Tax evasion was also a main concern set by world leaders, together with the leaders from the G20 economies, to tackle the causes of the 2008 financial catastrophe and to help eradicate corruption – one of the primary issues China’s new government has resolved to tackle with determination.
Tax evasion and avoidance will be one of the chief matters under consideration at the G20 summit in St. Petersburg on Sept 5-6.
“Governments all over the world are implementing laws and policies to enforce taxpayers to show greater transparency in their tax reporting and are increasing coordination in fighting tax avoidance over various jurisdictions,” said Zhang.
“Escalating pressure from nations and enforcers has put administration of international tax risk at the frontline of company and financial decisions,” he added.
Global Financial Integrity, a non-profit advocacy and research group based in Washington, said the Chinese economy bled $3.79 trillion in illegal investment outflows from 2000 through 2011. Out of about $2.83 trillion that drained unlawfully out of China from 2005 to 2011, they said, $595.8 billion ended up as bank deposits or financial assets – such as bonds, stocks, derivatives, and mutual funds -in tax shelters.

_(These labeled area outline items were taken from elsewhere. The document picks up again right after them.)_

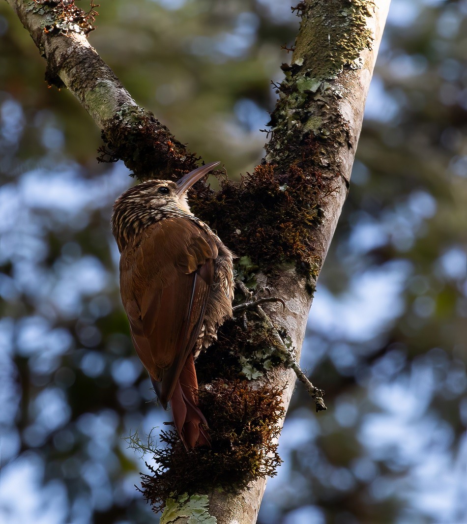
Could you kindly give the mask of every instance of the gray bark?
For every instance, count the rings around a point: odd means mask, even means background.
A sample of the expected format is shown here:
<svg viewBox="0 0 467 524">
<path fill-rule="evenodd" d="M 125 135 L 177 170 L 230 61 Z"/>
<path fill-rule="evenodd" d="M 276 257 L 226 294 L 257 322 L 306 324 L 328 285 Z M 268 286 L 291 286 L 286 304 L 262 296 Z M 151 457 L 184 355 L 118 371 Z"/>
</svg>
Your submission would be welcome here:
<svg viewBox="0 0 467 524">
<path fill-rule="evenodd" d="M 83 34 L 71 31 L 51 35 L 45 32 L 44 26 L 53 23 L 50 12 L 46 9 L 39 12 L 32 0 L 7 1 L 47 60 L 49 81 L 56 83 L 57 79 L 61 79 L 104 133 L 114 133 L 115 115 L 122 112 L 122 108 L 133 108 L 136 113 L 143 111 Z M 331 190 L 322 202 L 324 217 L 313 246 L 313 253 L 319 261 L 317 272 L 325 257 L 346 196 L 365 100 L 389 3 L 389 0 L 309 0 L 300 3 L 302 23 L 290 68 L 286 72 L 273 114 L 273 136 L 267 145 L 266 160 L 285 172 L 297 158 L 305 156 L 310 165 L 319 167 L 323 178 L 329 180 Z M 132 119 L 135 112 L 130 111 L 128 114 L 122 122 L 122 127 L 135 125 Z M 150 119 L 154 136 L 160 138 L 162 133 L 165 139 L 169 140 L 171 135 L 168 130 L 154 117 Z M 112 128 L 109 129 L 110 126 Z M 319 148 L 310 148 L 307 145 L 305 139 L 310 136 L 320 137 Z M 328 139 L 323 140 L 326 137 Z M 171 166 L 180 169 L 193 167 L 192 158 L 187 156 L 183 147 L 176 141 L 175 148 L 178 156 L 168 160 L 167 157 L 162 158 L 160 152 L 159 173 L 161 171 L 168 172 Z M 167 151 L 164 154 L 167 156 Z M 157 158 L 154 151 L 151 155 L 154 165 Z M 131 158 L 124 159 L 132 165 Z M 140 167 L 140 171 L 144 171 L 145 166 Z M 258 286 L 267 286 L 273 294 L 285 301 L 283 311 L 279 304 L 269 304 L 265 309 L 273 322 L 287 327 L 298 359 L 311 304 L 305 278 L 299 277 L 290 265 L 281 268 L 280 279 L 271 280 L 271 277 L 261 274 L 257 278 Z M 283 401 L 287 409 L 295 387 L 294 373 L 291 369 L 277 368 L 273 372 L 273 379 L 277 386 L 284 387 Z M 317 385 L 325 388 L 325 384 Z M 224 493 L 209 495 L 207 503 L 203 503 L 206 510 L 203 518 L 212 516 L 219 524 L 255 522 L 266 484 L 265 479 L 260 478 L 252 483 L 249 489 L 235 496 Z M 183 505 L 180 505 L 178 508 L 172 508 L 170 515 L 166 512 L 161 522 L 216 521 L 194 518 L 187 514 L 186 507 L 184 509 Z"/>
</svg>

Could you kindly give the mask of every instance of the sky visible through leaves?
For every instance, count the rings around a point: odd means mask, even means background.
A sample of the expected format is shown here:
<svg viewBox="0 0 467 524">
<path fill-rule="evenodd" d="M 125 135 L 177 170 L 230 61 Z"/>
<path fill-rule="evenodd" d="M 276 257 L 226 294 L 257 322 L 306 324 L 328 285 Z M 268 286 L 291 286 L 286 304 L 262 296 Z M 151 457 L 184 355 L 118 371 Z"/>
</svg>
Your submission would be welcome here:
<svg viewBox="0 0 467 524">
<path fill-rule="evenodd" d="M 252 172 L 289 5 L 131 4 L 103 3 L 91 44 L 192 150 Z M 302 354 L 329 409 L 297 386 L 262 524 L 467 522 L 466 20 L 465 0 L 392 3 Z M 147 522 L 151 457 L 125 438 L 170 415 L 118 294 L 110 213 L 133 181 L 97 164 L 99 130 L 6 3 L 0 49 L 0 521 Z"/>
</svg>

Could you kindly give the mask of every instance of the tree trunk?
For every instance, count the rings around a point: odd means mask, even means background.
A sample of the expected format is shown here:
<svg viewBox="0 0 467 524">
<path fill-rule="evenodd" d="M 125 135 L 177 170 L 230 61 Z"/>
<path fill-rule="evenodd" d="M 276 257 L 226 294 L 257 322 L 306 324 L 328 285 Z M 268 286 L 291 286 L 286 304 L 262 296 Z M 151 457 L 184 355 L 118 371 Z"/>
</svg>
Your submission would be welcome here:
<svg viewBox="0 0 467 524">
<path fill-rule="evenodd" d="M 62 82 L 73 93 L 103 130 L 113 154 L 141 178 L 155 172 L 158 178 L 178 176 L 177 171 L 195 167 L 194 156 L 154 115 L 137 106 L 91 47 L 85 25 L 82 24 L 82 30 L 60 27 L 57 23 L 60 2 L 7 1 L 46 58 L 48 81 Z M 314 265 L 312 270 L 307 266 L 307 271 L 297 272 L 294 264 L 276 264 L 274 271 L 260 271 L 256 277 L 258 288 L 267 286 L 273 295 L 284 301 L 283 311 L 277 303 L 265 309 L 275 324 L 286 328 L 297 359 L 311 303 L 310 289 L 348 191 L 389 3 L 309 0 L 296 8 L 301 24 L 291 63 L 283 64 L 286 79 L 278 88 L 279 98 L 271 115 L 273 134 L 263 166 L 272 166 L 274 177 L 281 183 L 297 166 L 309 180 L 319 179 L 320 224 L 314 231 L 313 245 L 307 248 L 311 254 L 307 263 L 311 259 Z M 229 245 L 229 239 L 222 239 Z M 240 257 L 243 254 L 237 252 Z M 268 378 L 284 388 L 282 401 L 286 410 L 294 389 L 294 372 L 279 366 Z M 325 388 L 325 384 L 319 385 Z M 283 419 L 278 421 L 280 425 L 283 422 Z M 171 500 L 161 522 L 254 522 L 266 483 L 266 478 L 260 478 L 235 496 L 214 492 Z"/>
</svg>

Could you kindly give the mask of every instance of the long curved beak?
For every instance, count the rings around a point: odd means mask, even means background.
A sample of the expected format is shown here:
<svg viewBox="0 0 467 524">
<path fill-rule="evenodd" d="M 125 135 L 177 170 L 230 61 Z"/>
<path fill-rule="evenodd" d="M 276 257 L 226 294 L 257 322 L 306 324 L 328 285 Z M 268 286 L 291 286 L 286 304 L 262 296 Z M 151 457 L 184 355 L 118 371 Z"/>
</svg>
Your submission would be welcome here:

Statistics provided by China’s State Administration of Taxation last month revealed that anti-tax evasion moves by the Chinese government produced an additional income of about $5.7 billion last year, almost 30 times the figure of 2008.
The convention was developed jointly by the OECD and the Council of Europe in 1988. In 2009, the accord was rationalized to make it conform with international requirements on the transfer of information for tax purposes, and to allow nations that were not part of the OECD or the Council of Europe to join in.
Over 50 nations have either entered as signatories or have expressed their desire to do so since the revision of the convention.